Today marks a new chapter in my life. My Marvelwood career came to a close last Saturday after I attended my tenth graduation ceremony. Today, I officially started my new job at EdAdvance. I have spent the past ten years living, eating, teaching, learning and just being on the top of Skiff Mountain in Kent and it’s hard to believe this chapter that was more than a quarter of my life is coming to a close.

When a job opportunity arose just a few months after returning from Finland and barely two months into the new school year there was so much to consider besides changing jobs. Leaving Marvelwood means an entire lifestyle change for me and my family. A house with a mortgage, bills for water, electricity and oil, a septic system! We will have to cook our own meals every night (and morning and afternoon)...and do the dishes! I will have to commute more than a few hundred steps from my front door to my office. My closest friends will not live next door. I will not get to raise my kids in a community where they are always being watched and where I have dozens of responsible babysitters at my disposal at a moment’s notice. Bouncy houses won’t just show up in their front yard with dunk tanks and food trucks and 150 crazy, fun teenagers.

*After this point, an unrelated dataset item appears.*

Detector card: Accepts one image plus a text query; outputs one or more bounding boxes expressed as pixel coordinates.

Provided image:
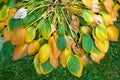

At the same time, I won’t have to walk out in the middle of a bedtime story to go to dorm duty; I can snuggle for as long as I want every night while my children still do actually want my snuggles. I will have full weekends off and can go to Saturday morning library time with the girls. I won’t get sent on a hospital run with a sick teenager in the middle of the night or called out of my house to attend to an advisee. I’m losing my really great schedule with three months off each summer and a month off in March (not to mention the extra long holiday breaks), but I will have vacation time that I can take at the same time as my husband and children so we can enjoy a school vacation together. I can’t just call maintenance to replace an appliance or fix a toilet when it breaks, but I can choose my own appliances and invest in a house that I actually own. And most significant, I will no longer be at a school with students of my own. No one will interrupt my day with a panicked “DOC! I have a paper due tomorrow and I haven’t read the book!” At the same time, no teenager is going to come running up to me to celebrate the 100% on the most recent math test. As a family we weighed all the pros and cons of taking on a new job and a whole new lifestyle and decided that we would go for it.

I’m not just closing the chapter on Marvelwood, I’m also closing my chapter as a classroom teacher (at least for the foreseeable future). I have worked in a classroom for sixteen years. I’ve poured my heart and soul into my students and it has been incredible, but I am ready to grow. Sixteen years ago I started teaching in Camden, NJ because I wanted to do a volunteer program and give back to the world for a year or two. The teaching gig was supposed to be a way to do some service and fill in the gap before I figured out what I was going to do “for real” with my Spanish and French degree. But I fell in love with teaching and working with teenagers and sixteen years later I still absolutely love my students. But when I went applied to UPenn for graduate school the main thrust of my personal statement was about having a bigger impact on American education than I could have in just one classroom.

My new job will give me that opportunity. I will be working on some grants that will allow me to write about and conduct classroom research. I will use what I’ve learned as a teacher, apply what I learned on my Fulbright to Finland, and will go back into the world of public education - an institution in which I strongly believe and support. This job fell in my lap at just the right time and I am so excited to be part of the Skills21 Team at EdAdvance where I will be working with dozens of public schools on different high school programs.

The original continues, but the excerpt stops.